En casa del herrero cuchillo de palo

There is a saying similar to the Spanish “en casa del herrero, cuchillo de palo”in any countries and in even more languages. But what does it really mean? The literal translation of the Spanish saying is: in the blacksmith’s house, wooden knife.

And you can somewhat get what the phrase is saying. The blacksmith is someone who works with metals, giving then shape and practical use. The Spanish word “palo” refers to a stick of wood, and anything made of “palo” is actually made of wood. So the craftsman who works with metals to give them shape and use would be neglecting his work-related skills when he is at home. It is as if you were saying: in the plumber’s house the faucets leak.

When someone says in Spain “en casa del herrero cuchillo de palo,” he or she is not necessarily criticizing the person, but expressing a common situation, which also seems to be common all over the world: The craftsman’s home is lacking that very thing which the craftsman takes care offs at work. And that amounts to not using the skills that we use at work when it comes to own private life.

A buenas horas, mangas verdes

Has anyone in Spain ever said to you “a buenas horas mangas verdes”? And have you wondered what they were trying to tell you? Well, if someone was waiting for you to bring a solution to a particular situation, and when you finally arrive the problem had already been solved, that is exactly what they were saying.

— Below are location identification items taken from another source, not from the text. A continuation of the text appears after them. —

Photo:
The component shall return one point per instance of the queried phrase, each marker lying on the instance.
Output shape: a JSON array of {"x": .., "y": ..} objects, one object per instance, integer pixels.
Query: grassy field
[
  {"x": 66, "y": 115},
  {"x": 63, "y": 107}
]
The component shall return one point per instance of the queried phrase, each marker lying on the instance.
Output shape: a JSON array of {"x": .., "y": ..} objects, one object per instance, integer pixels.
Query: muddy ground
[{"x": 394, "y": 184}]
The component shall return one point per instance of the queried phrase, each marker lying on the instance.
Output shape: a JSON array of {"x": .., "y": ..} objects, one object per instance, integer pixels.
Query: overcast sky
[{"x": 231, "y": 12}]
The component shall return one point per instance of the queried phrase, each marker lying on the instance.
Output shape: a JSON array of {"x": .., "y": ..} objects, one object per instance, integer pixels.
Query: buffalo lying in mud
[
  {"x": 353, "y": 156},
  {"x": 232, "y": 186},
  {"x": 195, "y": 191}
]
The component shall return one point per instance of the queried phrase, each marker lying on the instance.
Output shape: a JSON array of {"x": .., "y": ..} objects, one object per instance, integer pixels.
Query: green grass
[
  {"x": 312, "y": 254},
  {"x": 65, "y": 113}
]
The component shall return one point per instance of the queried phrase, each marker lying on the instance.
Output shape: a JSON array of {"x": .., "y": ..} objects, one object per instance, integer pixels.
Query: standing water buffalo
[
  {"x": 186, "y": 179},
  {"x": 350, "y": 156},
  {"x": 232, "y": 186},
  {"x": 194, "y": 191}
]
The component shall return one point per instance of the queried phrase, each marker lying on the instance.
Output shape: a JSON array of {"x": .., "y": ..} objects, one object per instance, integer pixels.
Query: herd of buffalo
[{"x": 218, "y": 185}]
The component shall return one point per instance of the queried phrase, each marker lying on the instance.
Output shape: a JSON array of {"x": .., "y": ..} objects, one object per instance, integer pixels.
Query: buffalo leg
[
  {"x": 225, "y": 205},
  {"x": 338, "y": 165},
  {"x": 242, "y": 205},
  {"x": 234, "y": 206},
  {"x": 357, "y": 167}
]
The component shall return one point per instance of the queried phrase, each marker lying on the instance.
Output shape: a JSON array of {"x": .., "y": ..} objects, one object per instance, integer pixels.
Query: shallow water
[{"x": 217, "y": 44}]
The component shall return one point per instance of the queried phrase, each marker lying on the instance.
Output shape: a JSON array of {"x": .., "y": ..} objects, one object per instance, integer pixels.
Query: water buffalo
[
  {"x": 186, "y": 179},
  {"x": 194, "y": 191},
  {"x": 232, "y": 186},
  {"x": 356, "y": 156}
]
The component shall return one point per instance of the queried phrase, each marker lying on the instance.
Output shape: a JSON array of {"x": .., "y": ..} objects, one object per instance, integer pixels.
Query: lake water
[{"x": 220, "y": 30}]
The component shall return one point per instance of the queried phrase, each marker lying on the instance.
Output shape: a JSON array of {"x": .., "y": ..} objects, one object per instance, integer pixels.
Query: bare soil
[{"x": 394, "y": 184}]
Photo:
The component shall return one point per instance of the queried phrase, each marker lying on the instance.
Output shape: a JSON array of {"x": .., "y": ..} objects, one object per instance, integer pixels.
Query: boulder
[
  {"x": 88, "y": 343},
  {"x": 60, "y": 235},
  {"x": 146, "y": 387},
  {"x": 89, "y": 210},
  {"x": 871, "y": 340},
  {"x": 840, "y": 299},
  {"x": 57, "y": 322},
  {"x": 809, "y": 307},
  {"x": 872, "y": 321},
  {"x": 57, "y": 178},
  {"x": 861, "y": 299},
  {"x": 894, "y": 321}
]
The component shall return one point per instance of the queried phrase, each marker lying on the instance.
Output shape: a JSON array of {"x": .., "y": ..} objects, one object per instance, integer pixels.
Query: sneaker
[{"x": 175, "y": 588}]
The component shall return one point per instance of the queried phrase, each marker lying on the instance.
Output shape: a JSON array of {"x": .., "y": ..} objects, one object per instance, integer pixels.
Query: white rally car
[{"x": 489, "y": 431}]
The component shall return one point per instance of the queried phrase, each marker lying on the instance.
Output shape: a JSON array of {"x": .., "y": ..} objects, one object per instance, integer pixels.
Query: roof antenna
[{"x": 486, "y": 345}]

That is: you are too late and your help is no longer needed.

The phrase also indicates that not only is it too late for you to fix the situation, but that now you are pretending to resolve what you should have done before—and you know it! So when someone tells you “a buenas horas mangas verdes," he or she is also implying that they are not pleased with your failure to assist when you should have, and they want you to know it.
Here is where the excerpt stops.